Kulturpolitische Arbeit  

Berlin und Kultur sind untrennbar miteinander verbunden. Von zahlreichen Sehenswürdigkeiten und Museen bis hin zu Theater- und Konzerthäusern ist alles zu finden. Viele regelmäßig stattfindenden Formate wie die Berlinale oder Fashion-Week sind in der Hauptstadt fest etabliert. Junge Künstler und kreative Köpfe weltweit zieht es hierher, da sie sich von der Atmosphäre inspiriert fühlen.
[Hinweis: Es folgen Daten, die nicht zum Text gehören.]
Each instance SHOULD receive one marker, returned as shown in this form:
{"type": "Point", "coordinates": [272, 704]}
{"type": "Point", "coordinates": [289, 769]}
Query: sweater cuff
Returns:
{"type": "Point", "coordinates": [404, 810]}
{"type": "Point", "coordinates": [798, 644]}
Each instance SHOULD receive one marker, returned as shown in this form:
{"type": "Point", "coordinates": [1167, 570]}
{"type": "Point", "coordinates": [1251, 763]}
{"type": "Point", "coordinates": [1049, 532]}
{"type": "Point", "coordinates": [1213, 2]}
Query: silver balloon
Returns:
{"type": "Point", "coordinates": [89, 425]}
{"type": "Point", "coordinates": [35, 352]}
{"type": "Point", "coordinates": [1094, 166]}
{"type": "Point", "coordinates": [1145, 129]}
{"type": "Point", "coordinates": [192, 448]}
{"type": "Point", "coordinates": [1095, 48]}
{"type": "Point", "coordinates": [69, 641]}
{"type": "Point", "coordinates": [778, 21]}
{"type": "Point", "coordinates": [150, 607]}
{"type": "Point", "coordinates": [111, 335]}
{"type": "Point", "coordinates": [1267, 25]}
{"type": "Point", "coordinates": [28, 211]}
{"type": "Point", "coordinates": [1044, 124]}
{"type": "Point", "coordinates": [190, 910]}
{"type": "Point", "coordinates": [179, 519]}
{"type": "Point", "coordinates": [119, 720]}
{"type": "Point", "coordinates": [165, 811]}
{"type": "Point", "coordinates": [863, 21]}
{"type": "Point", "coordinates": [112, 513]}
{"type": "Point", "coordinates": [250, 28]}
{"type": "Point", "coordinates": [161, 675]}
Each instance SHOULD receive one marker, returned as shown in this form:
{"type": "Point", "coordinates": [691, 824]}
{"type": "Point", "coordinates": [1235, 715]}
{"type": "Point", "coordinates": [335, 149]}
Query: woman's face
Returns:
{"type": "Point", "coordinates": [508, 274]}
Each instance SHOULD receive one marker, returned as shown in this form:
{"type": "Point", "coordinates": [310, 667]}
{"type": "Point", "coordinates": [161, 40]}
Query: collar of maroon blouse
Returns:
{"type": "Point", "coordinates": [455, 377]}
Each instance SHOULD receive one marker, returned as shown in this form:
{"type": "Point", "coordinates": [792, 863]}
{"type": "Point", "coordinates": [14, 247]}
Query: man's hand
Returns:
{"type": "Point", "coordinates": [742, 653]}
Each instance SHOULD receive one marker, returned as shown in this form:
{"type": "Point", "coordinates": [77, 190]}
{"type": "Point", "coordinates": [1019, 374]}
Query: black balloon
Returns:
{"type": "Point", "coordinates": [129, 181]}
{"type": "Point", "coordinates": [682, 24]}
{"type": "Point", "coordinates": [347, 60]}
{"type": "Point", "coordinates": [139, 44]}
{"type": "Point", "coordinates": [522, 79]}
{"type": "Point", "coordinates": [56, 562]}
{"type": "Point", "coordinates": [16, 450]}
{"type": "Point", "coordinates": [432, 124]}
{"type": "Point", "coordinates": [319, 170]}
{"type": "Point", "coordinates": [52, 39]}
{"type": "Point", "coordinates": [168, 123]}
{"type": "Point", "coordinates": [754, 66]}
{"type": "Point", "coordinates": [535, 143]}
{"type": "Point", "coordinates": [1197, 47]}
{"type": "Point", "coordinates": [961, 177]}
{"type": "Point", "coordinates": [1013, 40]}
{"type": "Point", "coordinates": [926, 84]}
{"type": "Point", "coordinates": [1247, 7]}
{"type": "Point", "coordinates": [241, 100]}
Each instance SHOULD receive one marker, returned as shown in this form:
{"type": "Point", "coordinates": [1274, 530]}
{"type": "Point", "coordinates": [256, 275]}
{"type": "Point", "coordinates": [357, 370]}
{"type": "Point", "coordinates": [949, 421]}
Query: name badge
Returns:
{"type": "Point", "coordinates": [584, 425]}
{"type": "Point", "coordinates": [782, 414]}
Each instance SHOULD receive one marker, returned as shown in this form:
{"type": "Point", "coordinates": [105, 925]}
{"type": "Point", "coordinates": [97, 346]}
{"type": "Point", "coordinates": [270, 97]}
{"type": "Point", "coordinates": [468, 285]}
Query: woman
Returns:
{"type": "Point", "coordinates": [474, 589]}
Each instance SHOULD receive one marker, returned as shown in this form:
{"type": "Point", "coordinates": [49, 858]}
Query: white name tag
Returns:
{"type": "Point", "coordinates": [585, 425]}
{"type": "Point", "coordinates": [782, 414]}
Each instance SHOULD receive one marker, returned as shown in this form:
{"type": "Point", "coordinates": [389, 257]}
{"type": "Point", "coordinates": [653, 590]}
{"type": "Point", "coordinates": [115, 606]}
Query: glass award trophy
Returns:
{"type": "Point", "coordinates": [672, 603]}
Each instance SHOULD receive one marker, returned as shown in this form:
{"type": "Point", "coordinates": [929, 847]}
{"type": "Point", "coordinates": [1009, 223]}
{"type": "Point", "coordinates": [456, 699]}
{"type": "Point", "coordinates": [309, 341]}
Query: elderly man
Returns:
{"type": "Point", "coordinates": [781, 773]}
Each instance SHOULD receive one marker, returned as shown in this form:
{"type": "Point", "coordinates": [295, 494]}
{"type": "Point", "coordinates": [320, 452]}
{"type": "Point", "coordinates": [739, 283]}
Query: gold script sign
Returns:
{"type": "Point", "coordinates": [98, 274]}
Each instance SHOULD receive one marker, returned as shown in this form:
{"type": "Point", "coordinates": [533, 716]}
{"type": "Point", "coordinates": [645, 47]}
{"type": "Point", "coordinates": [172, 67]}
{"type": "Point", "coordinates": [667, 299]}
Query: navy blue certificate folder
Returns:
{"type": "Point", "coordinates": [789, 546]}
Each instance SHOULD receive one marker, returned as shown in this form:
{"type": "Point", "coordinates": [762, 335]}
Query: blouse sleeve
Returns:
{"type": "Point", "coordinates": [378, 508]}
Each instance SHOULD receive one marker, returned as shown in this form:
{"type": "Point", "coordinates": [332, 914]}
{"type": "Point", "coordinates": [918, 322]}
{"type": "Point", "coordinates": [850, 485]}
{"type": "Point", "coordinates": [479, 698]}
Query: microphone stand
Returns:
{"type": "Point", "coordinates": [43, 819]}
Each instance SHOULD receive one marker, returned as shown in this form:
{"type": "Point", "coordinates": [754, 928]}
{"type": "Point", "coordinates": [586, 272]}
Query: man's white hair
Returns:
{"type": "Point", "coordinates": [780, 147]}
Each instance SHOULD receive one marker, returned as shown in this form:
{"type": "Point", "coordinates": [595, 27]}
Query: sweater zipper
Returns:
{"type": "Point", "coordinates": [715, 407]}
In meiner kulturpolitischen Arbeit setze ich mich für den Erhalt dieser kulturellen Vielfalt ein, um die Stadt weiterzuentwickeln. Dabei ist mir der persönliche Dialog mit sämtlichen kulturellen Akteuren wichtig, um beispielsweise Anliegen voranzutreiben oder Herausforderungen gemeinsam zu meistern. 

Quelle: Mobirise

Gesundheitspolitische Arbeit

Mir ist wichtig, dass alle Menschen unabhängig vom Einkommen, Alter oder Wohnort Zugang zu einer optimalen medizinischen Versorgung haben. Hierbei ist Selbstbestimmung ein zentrales Thema. Patientinnen und Patienten sollen bei der Ärzte-, Krankenhaus- oder Therapiewahl frei entscheiden können, um eine qualitativ hochwertige medizinische Versorgung zu erhalten. Auch gilt es, den medizinische Fortschritt immer weiter voranzutreiben, denn neue Erkenntnisse und Technologien können die Gesundheitsversorgung entscheidend verbessern. Zu diesem und vielen anderen Themen tausche ich mich regelmäßig mit Experten, Ärzten und Akteuren in der Gesundheitsbranche aus.

Aktuelle Themen

Bildquelle: Florian Kluckert

04.09.2021 Straßenwahlkampf in Neukölln 


Der Wahlkampf im Superwahljahr 2021 hat begonnen und für Florian Kluckert erneut als Spitzenkandidat der FDP-Neukölln für das Abgeordnetenhaus Berlin. Es werden Flyer verteilt, bei einer Vielzahl von Podiumsdiskussionen Rede und Antwort gestanden und in vielen persönlichen Gesprächen die Positionen der FDP erläutert und diskutiert. Florian Kluckert und das Team der FDP-Neukölln freuen sich mit Politikinteressierten über regen Austausch samstags vor dem Edeka Alt Rudow oder sonntags vor dem Britzer Garten.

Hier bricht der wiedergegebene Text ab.